1. Um die Versorgung des Landes im Fall von Versorgungsengpässen (z.B. aufgrund von geopolitischen Spannungen) zu gewährleisten kann der Bund, bei Bedarf, Pflichtlager von Erdölprodukten freigeben. In Zusammenhang mit dem Iran-Krieg hat es der Bund bis jetzt noch nicht als notwendig erachtet, die Pflichtlager freizugeben. Auch bei den nuklearen Energieträgern ist die mittelfristige Versorgung dank der möglichen Lagerung und der global breit diversifizierten Produktion gesichert. Mit dem Klimaziel von Netto-Null Treibhausgasemissionen bis 2050, das im Bundesgesetz über die Ziele im Klimaschutz, die Innovation und die Stärkung der Energiesicherheit (KlG, SR 814.310) verankert ist, sowie dem Bundesgesetz über eine sichere Stromversorgung mit erneuerbaren Energien (AS 2024 679) bestehen langfristige Strategien und Massnahmen, um die Nutzung fossiler Energieträger zu reduzieren, die Energieeffizienz zu stärken und die einheimischen erneuerbaren Energieträger auszubauen.

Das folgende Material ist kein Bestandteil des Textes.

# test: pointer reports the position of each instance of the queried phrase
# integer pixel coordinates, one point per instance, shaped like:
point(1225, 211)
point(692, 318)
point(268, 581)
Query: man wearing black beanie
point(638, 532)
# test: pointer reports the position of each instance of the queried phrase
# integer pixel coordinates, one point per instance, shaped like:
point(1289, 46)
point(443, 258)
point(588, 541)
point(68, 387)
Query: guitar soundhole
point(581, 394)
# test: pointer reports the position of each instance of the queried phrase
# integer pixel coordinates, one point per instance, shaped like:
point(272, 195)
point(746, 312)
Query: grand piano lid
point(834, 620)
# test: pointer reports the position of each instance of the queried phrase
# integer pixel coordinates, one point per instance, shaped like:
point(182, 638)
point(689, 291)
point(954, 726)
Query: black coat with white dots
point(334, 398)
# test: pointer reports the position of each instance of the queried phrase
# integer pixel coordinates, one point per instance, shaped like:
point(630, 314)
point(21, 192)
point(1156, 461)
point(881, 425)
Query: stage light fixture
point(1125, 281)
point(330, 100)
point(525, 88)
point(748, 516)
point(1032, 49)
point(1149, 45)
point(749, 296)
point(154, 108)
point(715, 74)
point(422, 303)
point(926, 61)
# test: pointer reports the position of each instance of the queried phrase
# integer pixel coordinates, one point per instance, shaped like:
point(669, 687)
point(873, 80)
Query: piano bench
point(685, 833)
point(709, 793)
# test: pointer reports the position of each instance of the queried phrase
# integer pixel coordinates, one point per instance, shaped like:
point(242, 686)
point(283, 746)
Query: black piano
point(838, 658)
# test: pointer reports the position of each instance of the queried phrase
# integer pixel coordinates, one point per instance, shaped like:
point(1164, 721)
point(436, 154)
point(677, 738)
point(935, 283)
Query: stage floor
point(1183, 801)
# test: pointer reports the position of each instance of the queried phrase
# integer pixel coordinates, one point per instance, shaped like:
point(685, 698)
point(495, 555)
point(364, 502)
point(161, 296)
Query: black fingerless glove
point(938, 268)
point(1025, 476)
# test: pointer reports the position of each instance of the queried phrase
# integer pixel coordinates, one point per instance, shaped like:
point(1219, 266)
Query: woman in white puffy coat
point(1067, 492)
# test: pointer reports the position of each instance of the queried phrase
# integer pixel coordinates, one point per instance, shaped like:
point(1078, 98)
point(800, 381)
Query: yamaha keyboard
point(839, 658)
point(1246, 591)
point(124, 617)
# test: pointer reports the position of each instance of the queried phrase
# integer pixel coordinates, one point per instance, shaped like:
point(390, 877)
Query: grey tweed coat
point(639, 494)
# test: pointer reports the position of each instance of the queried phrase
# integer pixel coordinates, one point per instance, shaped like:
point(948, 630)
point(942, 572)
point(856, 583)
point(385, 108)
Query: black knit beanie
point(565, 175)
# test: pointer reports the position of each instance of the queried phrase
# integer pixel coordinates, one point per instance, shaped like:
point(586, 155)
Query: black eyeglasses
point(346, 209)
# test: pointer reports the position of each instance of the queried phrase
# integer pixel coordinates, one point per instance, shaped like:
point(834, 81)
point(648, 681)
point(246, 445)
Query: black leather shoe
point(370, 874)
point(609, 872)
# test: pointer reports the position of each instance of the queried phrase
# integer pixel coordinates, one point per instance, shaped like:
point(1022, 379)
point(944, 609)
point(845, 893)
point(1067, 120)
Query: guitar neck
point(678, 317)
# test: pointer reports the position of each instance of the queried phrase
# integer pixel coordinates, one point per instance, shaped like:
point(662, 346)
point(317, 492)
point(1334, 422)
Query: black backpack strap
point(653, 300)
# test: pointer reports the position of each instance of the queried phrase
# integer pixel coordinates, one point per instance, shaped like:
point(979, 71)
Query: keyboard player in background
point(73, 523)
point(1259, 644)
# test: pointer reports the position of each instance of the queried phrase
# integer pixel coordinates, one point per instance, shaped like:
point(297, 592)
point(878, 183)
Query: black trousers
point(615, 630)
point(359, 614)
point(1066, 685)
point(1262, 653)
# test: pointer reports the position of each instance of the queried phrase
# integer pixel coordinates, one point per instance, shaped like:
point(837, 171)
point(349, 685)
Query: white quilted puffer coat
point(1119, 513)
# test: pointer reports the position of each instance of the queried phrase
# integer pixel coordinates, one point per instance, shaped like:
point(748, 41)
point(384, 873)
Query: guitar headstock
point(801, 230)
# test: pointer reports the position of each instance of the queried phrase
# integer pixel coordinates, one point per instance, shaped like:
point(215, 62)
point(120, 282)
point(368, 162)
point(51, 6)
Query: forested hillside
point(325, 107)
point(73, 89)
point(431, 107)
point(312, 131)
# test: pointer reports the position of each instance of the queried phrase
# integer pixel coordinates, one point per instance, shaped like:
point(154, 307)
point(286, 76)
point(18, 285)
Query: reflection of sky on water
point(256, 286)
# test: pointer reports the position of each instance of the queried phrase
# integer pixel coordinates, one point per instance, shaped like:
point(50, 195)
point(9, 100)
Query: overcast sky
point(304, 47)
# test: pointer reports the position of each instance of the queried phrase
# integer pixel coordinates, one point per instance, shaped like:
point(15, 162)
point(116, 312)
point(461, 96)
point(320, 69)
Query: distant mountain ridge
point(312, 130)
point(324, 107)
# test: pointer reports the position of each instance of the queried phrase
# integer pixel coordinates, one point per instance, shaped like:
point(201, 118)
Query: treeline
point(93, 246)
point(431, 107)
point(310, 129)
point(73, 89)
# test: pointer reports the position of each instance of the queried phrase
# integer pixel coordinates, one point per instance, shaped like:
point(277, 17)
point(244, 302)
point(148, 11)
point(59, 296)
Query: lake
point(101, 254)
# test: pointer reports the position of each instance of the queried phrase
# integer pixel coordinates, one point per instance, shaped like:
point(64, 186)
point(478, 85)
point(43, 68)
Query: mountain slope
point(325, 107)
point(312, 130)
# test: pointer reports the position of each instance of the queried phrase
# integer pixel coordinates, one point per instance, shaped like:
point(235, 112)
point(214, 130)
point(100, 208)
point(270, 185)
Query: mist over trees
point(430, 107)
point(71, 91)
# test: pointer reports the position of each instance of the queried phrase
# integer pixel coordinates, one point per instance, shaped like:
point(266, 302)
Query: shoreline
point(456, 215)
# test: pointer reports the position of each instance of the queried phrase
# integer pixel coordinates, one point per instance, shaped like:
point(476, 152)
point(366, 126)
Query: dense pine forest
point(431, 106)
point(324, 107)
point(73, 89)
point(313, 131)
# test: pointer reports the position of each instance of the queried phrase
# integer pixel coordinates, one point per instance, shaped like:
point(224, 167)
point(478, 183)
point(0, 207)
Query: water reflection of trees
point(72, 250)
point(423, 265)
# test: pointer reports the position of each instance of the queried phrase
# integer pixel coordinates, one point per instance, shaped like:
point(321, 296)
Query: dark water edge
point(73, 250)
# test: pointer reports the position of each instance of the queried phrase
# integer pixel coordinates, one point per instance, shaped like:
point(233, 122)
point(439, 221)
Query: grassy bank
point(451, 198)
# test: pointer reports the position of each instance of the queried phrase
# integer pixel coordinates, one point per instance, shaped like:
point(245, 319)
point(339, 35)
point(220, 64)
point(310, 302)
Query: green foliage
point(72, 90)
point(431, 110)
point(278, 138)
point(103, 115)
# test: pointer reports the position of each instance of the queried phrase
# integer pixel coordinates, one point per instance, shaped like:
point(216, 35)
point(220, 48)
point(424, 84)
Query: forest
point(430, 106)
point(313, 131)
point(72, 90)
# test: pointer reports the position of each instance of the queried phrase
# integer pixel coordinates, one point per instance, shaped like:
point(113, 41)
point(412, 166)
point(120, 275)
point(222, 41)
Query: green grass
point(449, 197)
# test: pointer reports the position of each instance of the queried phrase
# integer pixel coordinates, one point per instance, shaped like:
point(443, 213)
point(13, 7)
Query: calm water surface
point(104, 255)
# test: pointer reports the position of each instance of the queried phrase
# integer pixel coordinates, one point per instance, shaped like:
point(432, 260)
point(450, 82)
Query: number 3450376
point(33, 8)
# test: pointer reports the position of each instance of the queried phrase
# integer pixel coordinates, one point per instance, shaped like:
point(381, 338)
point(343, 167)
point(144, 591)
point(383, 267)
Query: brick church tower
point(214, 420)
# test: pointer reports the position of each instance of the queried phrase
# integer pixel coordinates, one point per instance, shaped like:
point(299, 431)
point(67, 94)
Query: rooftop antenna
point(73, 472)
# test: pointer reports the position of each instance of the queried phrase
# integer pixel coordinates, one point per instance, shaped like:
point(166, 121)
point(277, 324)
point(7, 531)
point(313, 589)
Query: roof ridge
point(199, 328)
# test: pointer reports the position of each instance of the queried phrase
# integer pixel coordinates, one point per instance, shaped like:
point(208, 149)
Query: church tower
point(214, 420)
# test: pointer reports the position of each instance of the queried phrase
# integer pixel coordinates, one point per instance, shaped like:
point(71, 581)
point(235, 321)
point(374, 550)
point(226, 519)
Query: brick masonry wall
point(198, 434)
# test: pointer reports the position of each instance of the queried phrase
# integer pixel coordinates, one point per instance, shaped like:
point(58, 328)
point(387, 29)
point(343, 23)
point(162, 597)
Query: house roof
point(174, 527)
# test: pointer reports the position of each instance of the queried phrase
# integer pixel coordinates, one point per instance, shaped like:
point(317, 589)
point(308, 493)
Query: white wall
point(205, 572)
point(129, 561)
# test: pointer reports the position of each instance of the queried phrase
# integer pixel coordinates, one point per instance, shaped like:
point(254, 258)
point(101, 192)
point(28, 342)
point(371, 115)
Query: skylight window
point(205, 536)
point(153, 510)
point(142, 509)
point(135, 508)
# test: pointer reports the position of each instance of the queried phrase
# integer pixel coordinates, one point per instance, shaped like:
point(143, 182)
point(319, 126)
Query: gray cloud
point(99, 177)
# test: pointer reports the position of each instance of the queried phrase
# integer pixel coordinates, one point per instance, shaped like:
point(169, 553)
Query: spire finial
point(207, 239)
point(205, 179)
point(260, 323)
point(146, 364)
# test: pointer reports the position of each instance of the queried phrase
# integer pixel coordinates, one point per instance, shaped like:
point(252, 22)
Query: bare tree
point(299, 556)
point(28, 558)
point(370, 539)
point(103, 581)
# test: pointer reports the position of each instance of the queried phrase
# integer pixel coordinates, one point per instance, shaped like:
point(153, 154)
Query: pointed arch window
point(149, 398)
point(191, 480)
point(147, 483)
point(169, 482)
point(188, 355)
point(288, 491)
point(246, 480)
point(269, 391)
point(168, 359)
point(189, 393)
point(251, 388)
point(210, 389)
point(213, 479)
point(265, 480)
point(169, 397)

2. und 3. Auch wenn die Strompreise nach der militärischen Aggression Russlands gegen die Ukraine deutlich gestiegen sind, erwies sich die schweizerische Volkswirtschaft als robust, dies auch in Anbetracht der gestiegenen amerikanischen Zölle und der damit verbundenen Unsicherheiten. Eine genaue Schätzung der Kosten ist aufgrund der weiterhin bestehenden geopolitischen Risiken derzeit schwierig. Aus demselben Grund sind auch die künftigen volkwirtschaftlichen Kosten schwer abzuschätzen. Für die Schweiz als mittelgrosse und offene Volkswirtschaft sind geregelte Handelsbeziehungen zentral. Mit der Umsetzung der Aussenwirtschaftsstrategie des Bundesrats, namentlich mit multi- und bilateralen Freihandels- und Investitionsabkommen, werden die Beziehungen zu den Handelspartnern weiter gefestigt.

4. Die Energieperspektiven 2050+ (www.bfe.admin.ch > Politik > Energieperspektiven 2050+) haben gezeigt, dass das Netto-Null-Ziel technisch machbar ist, inklusive der Zwischenschritte für 2030 und 2040. Mit dem KIG wurde zudem die rechtliche Basis für die Zielerreichung geschaffen. Das Bundesamt für Energie ist aktuell daran, die Energieperspektiven 2060 zu erarbeiten, bei denen die Netto-Null-Zielsetzung bzw. die Dekarbonisierung der Energieversorgung eine klare Zielvorgabe darstellt und die Grundlage für die Weiterentwicklung der Energie- und Klimapolitik darstellt. Der Bundesrat unterstreicht jedoch, dass die Erreichung des Netto-Null-Ziels per 2050 mit sehr grossen Herausforderungen verbunden ist.

5. Die Schweiz hat sich verpflichtet, ihre Treibhausgasemissionen bis 2030 um mindestens 50 Prozent gegenüber 1990 zu reduzieren. Dazu setzt die Schweiz Klimaschutzmassnahmen im In- und Ausland um. Die konkreten Massnahmen, wie beispielsweise die CO2-Abgabe, das Emissionshandelssystem sowie die Emissionsvorschriften für Fahrzeuge, sind im CO2-Gesetz (SR 641.71) festgelegt.